I “garage wine” di Jean Luc Thunevin

Il nome di Jean Luc Thunevin nel mondo dei vini è ormai una leggenda.

Impiegato bancario prima, commerciante poi, è alla fine degli anni Ottanta che Jean Luc Thunevin e sua moglie Murielle Andraud decidono di dedicarsi alla produzione di un proprio vino.

Di qui l’acquisto in saldo di un piccolo appezzamento con viti vecchie di 30-40 anni – meno di un ettaro – nella valle di Saint-Émilion.

È del 1991 la prima annata del Château Valandraud che darà inizio alla fama di Jean Luc Thunevin e alla sua veloce ascesa, facendolo conoscere come ispiratore di quelle produzioni che poi verranno indicate come “garage wine”.

Passione e determinazione che da quella prima annata di vinificazione effettuata nella loro autorimessa (annata non particolarmente buona, come ritiene Thunevin stesso, ma di certo un buon inizio per la produzione di un vino d’eccezione) porta Thunevin e sua moglie, responsabile dell’accurata supervisione delle lavorazioni nei vigneti, a un vino che in breve tempo ottiene le migliori valutazioni e che fa salire vertiginosamente il prezzo della microproduzione dei coniugi Thunevin.

Ma il Château Valandraud non è l’unico sbalorditivo risultato del lavoro appassionato di Jean Luc Thunevin: di qui, con una continua ricerca di miglioramenti tecnici e l’impiego di metodi sia tradizionali che moderni, nascono molte altre eccellenze, nonché quel movimento che va sotto il nome di “garage wine”, termine coniato per indicare chi, come Thunevin, iniziò negli anni Novanta a contrapporsi allo stile tradizionale di vinificazione, privilegiando le piccole produzioni.

“Vini da garage”, oppure “de boutique”, come sono stati chiamati. Ed anche: “vini da salotto” o “vin de jardin”. Comunque sia, come dice Jean Luc Thunevin stesso, “a denominazione di origine incontrollata”, ovvero realizzati con procedure che si discostavano dalle regolamentazioni dell’epoca.

Sfogliatura sistematica, vendemmia verde, accurata selezione di pochi grappoli per pianta, uve che vengono raccolte non prima di aver raggiunto la maturità ottimale, quindi, dopo una vendemmia rigorosamente effettuata a mano, un’ulteriore selezione delle uve.

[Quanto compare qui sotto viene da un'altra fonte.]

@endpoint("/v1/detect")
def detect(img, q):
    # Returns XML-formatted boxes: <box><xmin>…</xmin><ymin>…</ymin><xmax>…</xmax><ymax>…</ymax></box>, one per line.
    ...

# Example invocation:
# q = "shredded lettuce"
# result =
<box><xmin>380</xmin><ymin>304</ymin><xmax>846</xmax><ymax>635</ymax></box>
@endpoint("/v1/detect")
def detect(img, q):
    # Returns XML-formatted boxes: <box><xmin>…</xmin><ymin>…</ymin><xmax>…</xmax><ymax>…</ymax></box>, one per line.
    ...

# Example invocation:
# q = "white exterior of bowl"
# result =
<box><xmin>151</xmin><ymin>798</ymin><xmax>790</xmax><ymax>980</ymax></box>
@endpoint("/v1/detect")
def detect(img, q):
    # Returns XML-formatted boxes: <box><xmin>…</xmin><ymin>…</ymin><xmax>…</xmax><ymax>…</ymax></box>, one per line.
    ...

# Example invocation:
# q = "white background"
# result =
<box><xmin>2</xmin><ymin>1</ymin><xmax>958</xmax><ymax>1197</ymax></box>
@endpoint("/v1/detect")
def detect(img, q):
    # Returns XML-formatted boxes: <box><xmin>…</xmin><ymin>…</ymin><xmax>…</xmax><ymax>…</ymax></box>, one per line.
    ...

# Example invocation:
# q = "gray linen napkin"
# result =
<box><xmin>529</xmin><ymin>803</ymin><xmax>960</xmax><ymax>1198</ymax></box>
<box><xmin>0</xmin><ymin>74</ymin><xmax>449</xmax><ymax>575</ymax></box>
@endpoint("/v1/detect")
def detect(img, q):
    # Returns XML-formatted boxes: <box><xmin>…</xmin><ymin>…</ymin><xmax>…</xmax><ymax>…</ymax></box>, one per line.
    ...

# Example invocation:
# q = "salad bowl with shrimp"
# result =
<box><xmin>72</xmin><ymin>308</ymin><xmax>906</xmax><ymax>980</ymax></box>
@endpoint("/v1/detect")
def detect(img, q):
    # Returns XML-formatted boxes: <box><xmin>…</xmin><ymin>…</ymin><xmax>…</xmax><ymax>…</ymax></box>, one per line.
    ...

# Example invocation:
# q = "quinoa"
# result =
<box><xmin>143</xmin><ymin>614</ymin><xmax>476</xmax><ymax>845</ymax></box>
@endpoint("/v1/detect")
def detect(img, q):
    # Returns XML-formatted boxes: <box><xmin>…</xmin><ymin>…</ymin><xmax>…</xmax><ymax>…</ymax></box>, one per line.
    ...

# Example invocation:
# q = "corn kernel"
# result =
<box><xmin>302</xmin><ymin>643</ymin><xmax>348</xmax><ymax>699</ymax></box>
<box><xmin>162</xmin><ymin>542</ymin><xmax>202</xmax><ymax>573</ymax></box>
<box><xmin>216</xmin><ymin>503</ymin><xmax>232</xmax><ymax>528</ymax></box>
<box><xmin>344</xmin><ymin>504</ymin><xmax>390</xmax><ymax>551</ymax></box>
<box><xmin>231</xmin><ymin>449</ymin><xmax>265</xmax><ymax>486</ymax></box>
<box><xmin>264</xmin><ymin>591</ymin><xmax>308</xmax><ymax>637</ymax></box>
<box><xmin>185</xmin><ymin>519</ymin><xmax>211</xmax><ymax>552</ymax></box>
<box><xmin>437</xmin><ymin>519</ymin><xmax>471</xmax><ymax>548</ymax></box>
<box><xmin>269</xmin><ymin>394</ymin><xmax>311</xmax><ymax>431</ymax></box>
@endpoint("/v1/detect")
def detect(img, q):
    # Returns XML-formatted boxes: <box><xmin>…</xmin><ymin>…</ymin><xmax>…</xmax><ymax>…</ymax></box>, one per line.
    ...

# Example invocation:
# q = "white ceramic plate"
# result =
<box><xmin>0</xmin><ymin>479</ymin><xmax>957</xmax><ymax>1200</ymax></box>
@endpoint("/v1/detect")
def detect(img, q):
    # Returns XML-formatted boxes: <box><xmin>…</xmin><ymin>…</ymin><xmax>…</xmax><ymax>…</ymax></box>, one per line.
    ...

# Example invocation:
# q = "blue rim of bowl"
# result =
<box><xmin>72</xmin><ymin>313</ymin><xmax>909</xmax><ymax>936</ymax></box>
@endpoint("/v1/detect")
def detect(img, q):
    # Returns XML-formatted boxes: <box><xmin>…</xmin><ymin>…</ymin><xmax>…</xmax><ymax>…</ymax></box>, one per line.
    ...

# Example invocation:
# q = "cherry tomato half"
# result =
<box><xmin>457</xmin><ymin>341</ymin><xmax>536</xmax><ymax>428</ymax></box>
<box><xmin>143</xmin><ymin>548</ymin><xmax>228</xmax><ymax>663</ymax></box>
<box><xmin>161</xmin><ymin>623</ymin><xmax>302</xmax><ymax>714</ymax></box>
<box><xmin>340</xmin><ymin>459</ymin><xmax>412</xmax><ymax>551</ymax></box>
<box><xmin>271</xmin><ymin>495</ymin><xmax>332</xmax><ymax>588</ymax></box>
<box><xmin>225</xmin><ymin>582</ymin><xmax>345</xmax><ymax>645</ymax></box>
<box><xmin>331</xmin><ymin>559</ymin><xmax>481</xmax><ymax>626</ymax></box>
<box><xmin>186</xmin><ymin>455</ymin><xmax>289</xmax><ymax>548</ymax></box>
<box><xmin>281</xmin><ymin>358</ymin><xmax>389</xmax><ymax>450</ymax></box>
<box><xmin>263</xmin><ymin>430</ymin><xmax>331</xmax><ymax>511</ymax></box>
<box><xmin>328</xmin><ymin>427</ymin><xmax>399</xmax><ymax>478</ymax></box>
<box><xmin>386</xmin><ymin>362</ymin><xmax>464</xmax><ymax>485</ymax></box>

Successivamente, una fermentazione in legno e acciaio inox o cemento, quindi il passaggio in barriques di rovere nuove al 100% e di qui l’attesa, a seconda della qualità della vendemmia, tra i diciotto e i trenta mesi. Infine, nessuna filtrazione prima dell’imbottigliamento.

È il suo tenace anticonformismo che ha dato la fama a Jean Luc Thunevin, al tempo considerato una pecora nera, vista la sua ribellione alle regolamentazioni di legge.
Un “cattivo ragazzo”, come lo chiamò un noto giornalista del tempo. Da questo appellativo, il nome del suo famoso Bad Boy: un bordeaux “classico”, secondo le normative in vigore nel 2007, da cui, con le successive disposizioni di legge, è poi nato un Baby Bad Boy, realizzato con assemblaggi inediti (merlot e grenache).

Da allora la famiglia dei vini Thunevin è cresciuta, a partire da una frizzante Bad Girl, un bianco Bad 100% Chardonnay e un Bad Boy 100% Syrah, che assieme a molti altri sono proposti da Jean Luc Thunevin nella sua enoteca situata nel centro storico della città medievale di Saint-Émilion e che anche noi di Ercoli proponiamo alla nostra clientela.

Vini che hanno dato il via a produzioni “intelligenti”, divenute simbolo di grande qualità anche in Italia, a partire da quelle pionieristiche in Friuli, Piemonte e Toscana.

Ed ecco così che da “cattivo ragazzo”, nato in Algeria nel 1951, impiegato bancario, ribelle ai protocolli enologici del tempo, Jean Luc Thunevin è diventato non solo il fulcro di un’azienda vinicola multimilionaria, ma anche l’indiscusso promotore di quelle piccole ed ottime produzioni che hanno seguito il suo esempio di costante ricerca della qualità.